Smith is Nicky Spurgeon, a con artist par excellence, who takes in feisty hottie Jess (Aussie newcomer Margot Robbie) under his wings and shows her how the con is done. She’s a natural, the pair hit it off but in a world where you can never trust anyon and nothing is what it seems, it’s not going to be simple. By the time they cross paths many years later on the big job, each other’s motivations, skills and desires are up for grabs as everyone, and most importantly the audience, is never sure who is playing which angle.

As caper heist-esque flicks go, the fun is in the journey, the sleight of hand that tricks and beguiles, not in the meat and potatoes of characterisation, human emotion blah blah. To criticise a film this shiny and glossy for a lack of depth would be to miss the point – screenwriters and directors Glenn Ficarra and John Requa (Crazy Stupid Love) do attempt to inject an emotional undercurrent to the whole shebang but it is only partially successful.
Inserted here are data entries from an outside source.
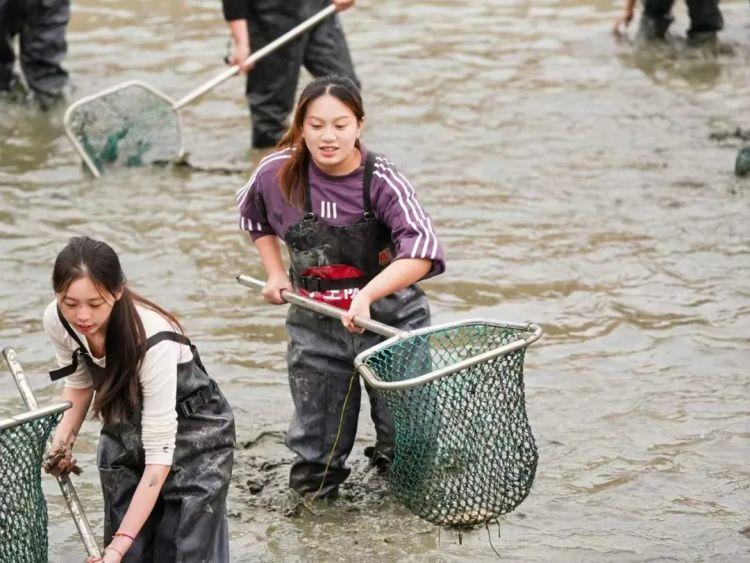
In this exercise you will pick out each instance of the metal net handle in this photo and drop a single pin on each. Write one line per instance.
(390, 332)
(66, 485)
(325, 309)
(255, 56)
(534, 332)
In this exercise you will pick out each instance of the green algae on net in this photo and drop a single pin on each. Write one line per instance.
(113, 147)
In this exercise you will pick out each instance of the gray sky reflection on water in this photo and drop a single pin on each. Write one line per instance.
(574, 183)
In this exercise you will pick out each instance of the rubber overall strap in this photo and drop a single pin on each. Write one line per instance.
(196, 400)
(154, 339)
(366, 183)
(309, 215)
(95, 370)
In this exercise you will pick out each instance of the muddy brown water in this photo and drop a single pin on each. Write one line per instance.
(575, 182)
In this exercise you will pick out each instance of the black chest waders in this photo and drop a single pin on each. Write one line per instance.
(188, 522)
(321, 351)
(465, 454)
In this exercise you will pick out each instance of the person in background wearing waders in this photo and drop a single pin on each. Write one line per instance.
(357, 239)
(40, 24)
(272, 82)
(167, 443)
(705, 21)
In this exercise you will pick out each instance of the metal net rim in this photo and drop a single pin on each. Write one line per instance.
(528, 334)
(41, 412)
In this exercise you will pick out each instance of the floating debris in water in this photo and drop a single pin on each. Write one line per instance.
(742, 164)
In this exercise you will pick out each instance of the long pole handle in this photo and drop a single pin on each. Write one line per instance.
(66, 486)
(324, 308)
(255, 56)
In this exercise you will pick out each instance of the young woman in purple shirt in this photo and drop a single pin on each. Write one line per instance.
(357, 238)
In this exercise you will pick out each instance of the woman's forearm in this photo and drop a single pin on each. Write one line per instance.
(141, 505)
(72, 419)
(269, 249)
(398, 275)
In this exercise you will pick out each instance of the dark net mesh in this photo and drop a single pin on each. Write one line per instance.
(131, 126)
(465, 453)
(23, 510)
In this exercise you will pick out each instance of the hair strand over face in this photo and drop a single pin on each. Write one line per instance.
(293, 175)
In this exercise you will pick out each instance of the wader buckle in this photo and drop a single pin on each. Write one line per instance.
(195, 402)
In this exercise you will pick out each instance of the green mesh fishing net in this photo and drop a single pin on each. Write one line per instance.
(23, 510)
(465, 453)
(130, 125)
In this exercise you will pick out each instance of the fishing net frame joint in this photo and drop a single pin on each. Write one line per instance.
(28, 416)
(72, 109)
(533, 330)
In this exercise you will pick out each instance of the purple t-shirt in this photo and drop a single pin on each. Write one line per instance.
(337, 200)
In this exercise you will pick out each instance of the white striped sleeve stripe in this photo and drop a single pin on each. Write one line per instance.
(247, 224)
(398, 183)
(244, 190)
(403, 208)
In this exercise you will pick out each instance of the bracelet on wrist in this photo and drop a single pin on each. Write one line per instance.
(117, 551)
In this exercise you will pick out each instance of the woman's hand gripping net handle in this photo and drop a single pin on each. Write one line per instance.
(324, 308)
(66, 485)
(534, 333)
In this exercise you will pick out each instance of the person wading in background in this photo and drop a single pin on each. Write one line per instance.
(705, 20)
(272, 82)
(40, 25)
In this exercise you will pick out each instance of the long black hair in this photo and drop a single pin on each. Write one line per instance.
(125, 340)
(294, 172)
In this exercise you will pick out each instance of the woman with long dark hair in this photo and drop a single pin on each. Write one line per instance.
(358, 239)
(167, 443)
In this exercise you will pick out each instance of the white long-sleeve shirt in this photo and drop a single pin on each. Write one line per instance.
(157, 376)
Smith is on the charm offensive and in this respect Focus plays to his advantages; he is naturally winning and warm and convinces as a smooth talking super-con, but he’s less effective at convincing as the morally-dubious trickster who has eye on the prize and nothing more. Robbie is on the ascendancy though – after a standout turn in Scorsese’s The Wolf Of Wall Street, she again continues to climb the Hollywood ladder and will be making waves over the next few years with a turn in David Yates’ live action Tarzan alongside the likes of Christoph Waltz, Samuel L Jackson and Alexnder Skarsgard and then re-teaming with Smith for comic- book adap Suicide Squad

The pocket-snatches, the misdirection, the players – the whole game of it is absolutely enthralling to watch and will convince you that there was really more going on than there truthfully is. But while the con is on, it’s a blast. 

 

Focus is out Feb 28 courtesy of Warner Bros

Also out this week

Second Best Marigold Hotel has a tough to act to follow – its first outing was a charming, emotional little gem. Could titling itself ‘second best’ be tempting fate?

The Boy Next Door sees Jennifer Lopez back on the silver screen as a teacher who sleeps with the titular bloke from down the road only for said lucky little man to develop a bit of an obsession with Ms Lopez. A revere Fatal Attraction, if you will.